Sortir de l’ombre

Yann Dedet, monteur, écrivain, cinéaste

Dans le projet de cette série de rencontres que j’appelle « Sortir de l’ombre », sur le berceau de laquelle les fées de La Rochelle se sont penchées, ont déjà eu lieu les face-à-face monteuse/chef opérateur en 2022, puis monteur/scénariste-réalisatrice en 2023. En attendant les croisements entre montage et production, montage et décoration, montage et interprétation, montage image et montage son, montage de fiction et montage de docu- mentaire, l’édition de cette année verra le croisement entre monteur et compositeur musical, avec François Gédigier et Grégoire Hetzel.
Je me souviens de l’enregistrement des musiques de Bernard Herrmann sur La mariée était en noir de Truffaut quand j’étais assistant de Claudine Bouché : le chef d’orchestre fait face aux musiciens mais aussi à l’écran qui lui projette la séquence pour laquelle Herrmann a écrit la partition.
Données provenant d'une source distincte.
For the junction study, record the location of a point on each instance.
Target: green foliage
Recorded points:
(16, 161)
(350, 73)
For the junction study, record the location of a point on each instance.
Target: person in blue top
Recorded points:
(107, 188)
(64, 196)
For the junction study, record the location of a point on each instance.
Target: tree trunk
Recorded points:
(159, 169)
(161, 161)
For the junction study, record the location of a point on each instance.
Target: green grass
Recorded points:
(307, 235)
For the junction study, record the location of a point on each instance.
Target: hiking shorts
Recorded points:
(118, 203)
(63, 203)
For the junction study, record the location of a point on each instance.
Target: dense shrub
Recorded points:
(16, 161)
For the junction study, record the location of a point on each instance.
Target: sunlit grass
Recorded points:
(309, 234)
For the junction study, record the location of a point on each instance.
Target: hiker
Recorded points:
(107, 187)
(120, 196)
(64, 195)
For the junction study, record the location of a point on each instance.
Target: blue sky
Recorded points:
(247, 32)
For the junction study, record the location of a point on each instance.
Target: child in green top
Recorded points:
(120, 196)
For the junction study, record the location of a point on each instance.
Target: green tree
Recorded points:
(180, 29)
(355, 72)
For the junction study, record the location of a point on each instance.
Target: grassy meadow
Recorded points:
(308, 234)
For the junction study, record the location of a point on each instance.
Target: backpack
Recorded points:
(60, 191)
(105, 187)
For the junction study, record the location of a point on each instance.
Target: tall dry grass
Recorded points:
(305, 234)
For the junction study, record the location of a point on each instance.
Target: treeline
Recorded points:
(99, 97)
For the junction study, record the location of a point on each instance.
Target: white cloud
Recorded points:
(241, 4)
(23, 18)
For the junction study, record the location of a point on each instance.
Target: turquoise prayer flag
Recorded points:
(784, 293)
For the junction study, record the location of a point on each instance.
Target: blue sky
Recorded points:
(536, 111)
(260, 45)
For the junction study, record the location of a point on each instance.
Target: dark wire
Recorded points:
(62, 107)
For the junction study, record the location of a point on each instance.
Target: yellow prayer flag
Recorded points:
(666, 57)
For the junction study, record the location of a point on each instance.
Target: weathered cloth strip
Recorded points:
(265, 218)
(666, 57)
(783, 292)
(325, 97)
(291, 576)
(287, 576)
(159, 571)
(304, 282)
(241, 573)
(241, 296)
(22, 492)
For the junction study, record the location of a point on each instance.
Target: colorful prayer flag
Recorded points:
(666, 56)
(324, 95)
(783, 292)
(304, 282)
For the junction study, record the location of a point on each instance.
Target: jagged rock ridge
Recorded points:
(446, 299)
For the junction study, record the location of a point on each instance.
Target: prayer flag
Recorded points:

Comme Truffaut apprécie la musique synchrone, le chef d’orchestre attire de la baguette les musiciens dans le rythme de la scène qu’il suit d’un œil, l’autre volant sur la partition.

Une des caractéristiques des compositeurs, ces années-là, était de remettre leur musiques le plus tard possible, probablement pour qu’on ne les modifie pas, qu’on ne coupe pas dedans, ce que nous, monteurs et réalisateurs, faisions pourtant, sculptant la matière enregistrée, et souvent le dernier dimanche avant le mixage de tous les sons du film qui commencerait le lundi. Aujourd’hui, il est plus fréquent que les compositeurs interviennent bien avant, dès le début du montage de l’image et du son direct, et qu’ils fassent évoluer leur musique en parallèle avec l’évolution du montage, toujours recommencé, lui aussi, jusqu’à aboutissement.C’est ce dont nous parlerons avec François Gédigier et Grégoire Hetzel que je pousserai à répondre aux éternelles questions sans réponse : la musique doit-elle commencer cachée ou bien s’annoncer clairement, doit-elle illustrer au risque d’être pléonastique ou bien faire contrepoint à la scène, bref quelle est la place de son personnage, car c’en est un, dans le corps des films ? Dans son livre L’Offrande musicale, la claveciniste Blandine Verlet écrivait que tout se joue dans l’attente de la note à venir. C’est ce que j’apprécie dans la musique de film, ce moment où le silence permet à la musique de le relayer.